Ah yes the batteries act as one. Thinking a typing lol lead to that....

Reactions: Like 1


----------



## Llew (2/10/17)

The peerless has a fairly thin aluminium cap and the coil position seems that it may be close to touching the cap. This could be why the rda cap is heating up so quickly and transferring the heat to the mod. I've used similar kanthal aliens before and they do seem to generate more heat than when I use my go to N80 fused clapton builds. That's a lot of wire with a slow ramp up...

Reactions: Like 1


----------



## WorthyJoker (3/10/17)

Llew said:


> The peerless has a fairly thin aluminium cap and the coil position seems that it may be close to touching the cap. This could be why the rda cap is heating up so quickly and transferring the heat to the mod. I've used similar kanthal aliens before and they do seem to generate more heat than when I use my go to N80 fused clapton builds. That's a lot of wire with a slow ramp up...

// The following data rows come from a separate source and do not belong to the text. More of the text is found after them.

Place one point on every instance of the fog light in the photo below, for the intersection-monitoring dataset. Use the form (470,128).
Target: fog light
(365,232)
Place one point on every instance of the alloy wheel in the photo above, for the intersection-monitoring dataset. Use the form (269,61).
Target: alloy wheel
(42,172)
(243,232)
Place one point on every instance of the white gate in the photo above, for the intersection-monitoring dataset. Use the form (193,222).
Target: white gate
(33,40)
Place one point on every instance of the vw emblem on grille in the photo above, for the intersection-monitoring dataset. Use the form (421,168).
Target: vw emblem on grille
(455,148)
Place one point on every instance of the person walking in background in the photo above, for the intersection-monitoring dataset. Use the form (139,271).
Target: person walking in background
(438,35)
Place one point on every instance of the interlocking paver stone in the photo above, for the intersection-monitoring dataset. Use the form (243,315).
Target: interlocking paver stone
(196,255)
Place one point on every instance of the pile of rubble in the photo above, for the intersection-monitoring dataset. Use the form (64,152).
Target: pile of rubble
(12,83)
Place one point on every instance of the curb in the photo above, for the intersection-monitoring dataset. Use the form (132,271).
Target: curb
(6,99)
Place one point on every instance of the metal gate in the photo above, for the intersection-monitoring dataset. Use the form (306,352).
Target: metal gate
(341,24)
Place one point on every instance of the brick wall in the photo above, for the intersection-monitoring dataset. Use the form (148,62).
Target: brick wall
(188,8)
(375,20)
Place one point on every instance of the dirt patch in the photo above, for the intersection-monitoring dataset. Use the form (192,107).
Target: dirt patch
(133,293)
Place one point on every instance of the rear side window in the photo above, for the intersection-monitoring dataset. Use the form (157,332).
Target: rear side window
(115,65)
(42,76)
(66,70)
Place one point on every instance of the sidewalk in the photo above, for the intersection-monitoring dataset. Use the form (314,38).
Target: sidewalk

I know about this issue on the Peerless with regards to the heat build up. I have the special edition though which is stainless steel I believe. I'm only running one coil now and the flavour is amazing! Vaping at 50 watts, temperature is fine all around. Seems like I found the sweet spot!

Reactions: Like 2


----------



## WorthyJoker (3/10/17)

Thanks a lot for the tips and advice guys, much appreciated. Vaping can be a bit overwhelming at first but this forum is very helpful.

Reactions: Like 4 | Agree 1


----------